I've been pondering this for a while and figured I'll ask. Does anyone have any idea how the crack would have developed without the lightening holes?
It seems like the crack would have occurred anyway. If so, wouldn't it eventually have the same result, even without the holes?
Or did the holes increase the likelihood of the crack starting?
Having an education in this as well as failure analysis back ground.
Short answer, Yes the drilled screw holes where they were are a problem.
Personally I never liked the screws in the spar caps. At least these spar caps. Wrong thing to do to a high stress region, but these do not rear their head often. To me the fastener should be into the web of the spar, or the cap increased to accept the disrupted load path. But that is generally just not truly necessary.
This area of the rear spar is one of the highest loaded sections of a Cub and has required reinforcement when utilized at higher gross weights. This has been known for a long time and is accepted practice.
Now to me, someone comes along and wants to build a light Cub, and with little to no experience in material properties or stress analysis decides to lighten one of the highest stress regions of the structure.
He lightened a region the factory adds reinforcement too.
In this case, having a screw hole lined up with the greatly reduced cross section of the spar is a guarantee of failure. Had the screws been in the region of full web, between the added holes, maybe it would not have failed at the loading it did.
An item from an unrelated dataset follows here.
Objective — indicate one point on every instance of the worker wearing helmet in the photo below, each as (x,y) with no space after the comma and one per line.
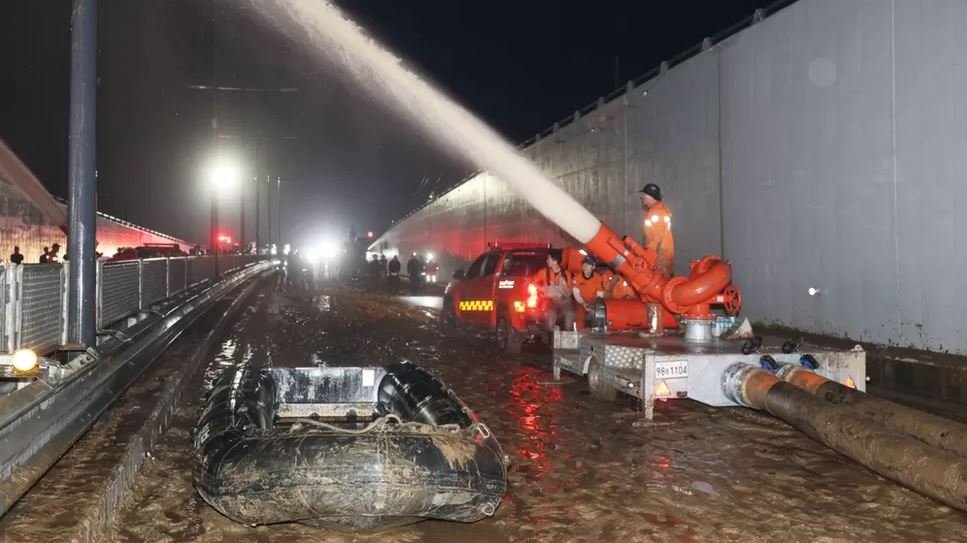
(554,285)
(657,229)
(587,286)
Or as soon as it did in the count of stress cycles.
In engineering logic, if you are going to remove material from the spar web, do so in reduced load regions, particularly bending loads. These would be outer span of the structure and with smaller holes on the inner span, but just not in the region of the highest load, the strut attachments.
And the case in hand here, do not add stress risers in the weakest spots.
And yes, I expect these spars would have failed in time.